Although the Hampshire resident's public service career included two terms as Hampshire's village president and two others on the Kane County Board, he was also known as an entrepreneur who owned a dry cleaning business and a men's store in Hampshire.
Kudlicki died Monday morning at his Hampshire home after a brief illness. He was a week shy of turning 84, his son Bob said.
"My dad always had ... a really good respect for a person regardless of their political affiliation," his son said. "You may be political foes, but you're not political enemies."
Kudlicki, a Republican, served as Hampshire's village president from 1976 through 1984 and was responsible for ushering in a computer system that handled utility bills.
When he was elected to the county board in 2004, Kudlicki never forgot where he came from, county board Chairman Karen McConnaughay said.
He was passionate about open space and helped secure property for the county in Hampshire, Pingree Grove and Burlington.
"He had a very strong understanding of what was important to his constituency in Hampshire, as well as the unincorporated areas," said McConnaughay, who knew him for 20 years. "He really exemplified what a public servant is supposed to be about."
Kudlicki was born in Michigan and relocated to Chicago. He graduated from Lane Technical High School in Chicago and joined the Marines in 1946, forging his father's signature so he could serve at the age of 17, his son said. He was called back to the service during the Korean War, where he was responsible for drafting secret maps to be used during the conflict. He was honorably discharged both times as a staff sergeant, his son said.
After the war, Kudlicki met and married his wife, Theresa.

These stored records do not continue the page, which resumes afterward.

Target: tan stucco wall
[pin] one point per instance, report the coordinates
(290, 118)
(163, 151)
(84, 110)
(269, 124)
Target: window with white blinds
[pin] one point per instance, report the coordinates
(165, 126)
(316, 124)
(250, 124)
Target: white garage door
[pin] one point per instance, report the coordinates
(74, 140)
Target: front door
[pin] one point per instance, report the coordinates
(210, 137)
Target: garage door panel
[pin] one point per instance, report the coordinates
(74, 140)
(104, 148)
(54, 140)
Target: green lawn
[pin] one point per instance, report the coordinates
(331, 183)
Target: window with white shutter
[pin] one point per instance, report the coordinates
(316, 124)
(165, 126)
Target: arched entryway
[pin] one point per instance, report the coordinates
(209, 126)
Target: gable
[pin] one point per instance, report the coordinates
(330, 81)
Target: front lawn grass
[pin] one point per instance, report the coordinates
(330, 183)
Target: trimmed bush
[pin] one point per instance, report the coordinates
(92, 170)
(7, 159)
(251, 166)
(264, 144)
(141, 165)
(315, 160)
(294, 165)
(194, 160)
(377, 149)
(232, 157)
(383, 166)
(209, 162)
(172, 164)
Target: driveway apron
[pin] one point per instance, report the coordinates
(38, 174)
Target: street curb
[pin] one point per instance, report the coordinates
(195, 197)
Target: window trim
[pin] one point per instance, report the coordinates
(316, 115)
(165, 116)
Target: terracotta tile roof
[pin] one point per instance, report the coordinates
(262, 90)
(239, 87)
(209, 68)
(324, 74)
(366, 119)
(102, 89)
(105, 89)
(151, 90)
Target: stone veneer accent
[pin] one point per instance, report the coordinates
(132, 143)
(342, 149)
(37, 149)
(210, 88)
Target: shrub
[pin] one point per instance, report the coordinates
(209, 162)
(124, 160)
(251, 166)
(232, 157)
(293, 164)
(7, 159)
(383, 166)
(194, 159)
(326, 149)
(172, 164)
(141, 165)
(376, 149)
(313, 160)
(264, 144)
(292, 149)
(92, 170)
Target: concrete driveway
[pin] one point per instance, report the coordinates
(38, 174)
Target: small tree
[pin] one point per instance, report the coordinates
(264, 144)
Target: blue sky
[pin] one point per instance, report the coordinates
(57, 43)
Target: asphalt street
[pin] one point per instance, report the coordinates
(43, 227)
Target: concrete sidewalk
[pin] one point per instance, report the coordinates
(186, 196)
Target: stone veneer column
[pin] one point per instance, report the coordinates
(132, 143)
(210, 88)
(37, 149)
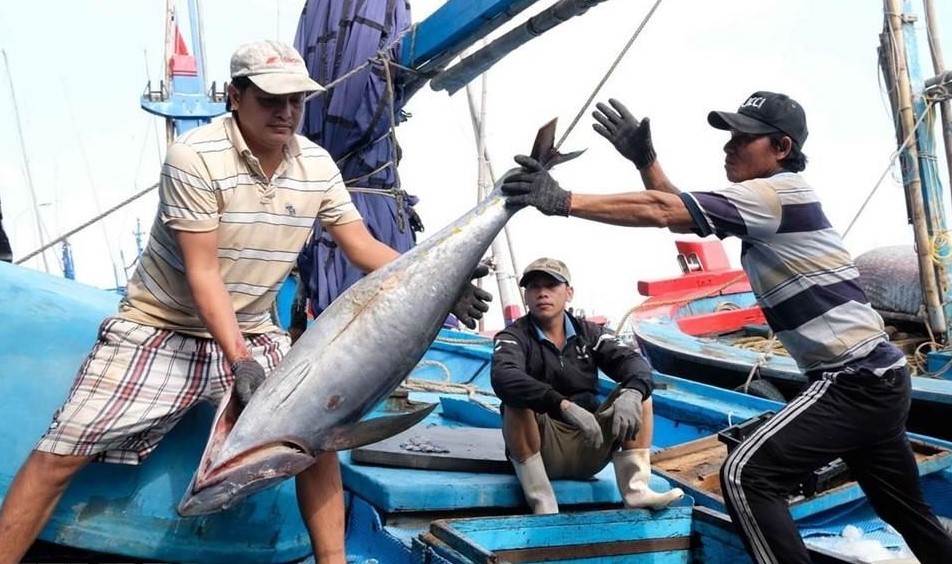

They settled in Pingree Grove and later moved to Hampshire. He took a job as a printer at Hampshire Printing and later he moved on to the Hampshire Register newspaper to work as a typesetter.
In 1959, he left the paper to open his own Illinois Cleaners franchise in Hampshire -- the business is now called Marberry Cleaners. Ten years later, he became the proprietor for the Village Toggery, a men's clothing store in town. Both businesses remain open.
Kudlicki remained active in his community and was involved with the Hampshire Lions Club, the Hampshire American Legion and the Elgin Marine Corps League Detachment.
In his free time, Kudlicki loved fishing and gardening.
Michael Kenyon, a Kane County Board member in the 16th District, said Kudlicki loved to share his crops and usually brought extra tomatoes to share with fellow board members.
Kudlicki was a quiet man who never sought the limelight and only wanted to get things done, his friends say.
When he became sick recently, he was most worried about his wife, Theresa, Kenyon said. "His biggest regret is not being able to take care of his wife."
Funeral services are pending at Fredrick Funeral Home in Hampshire.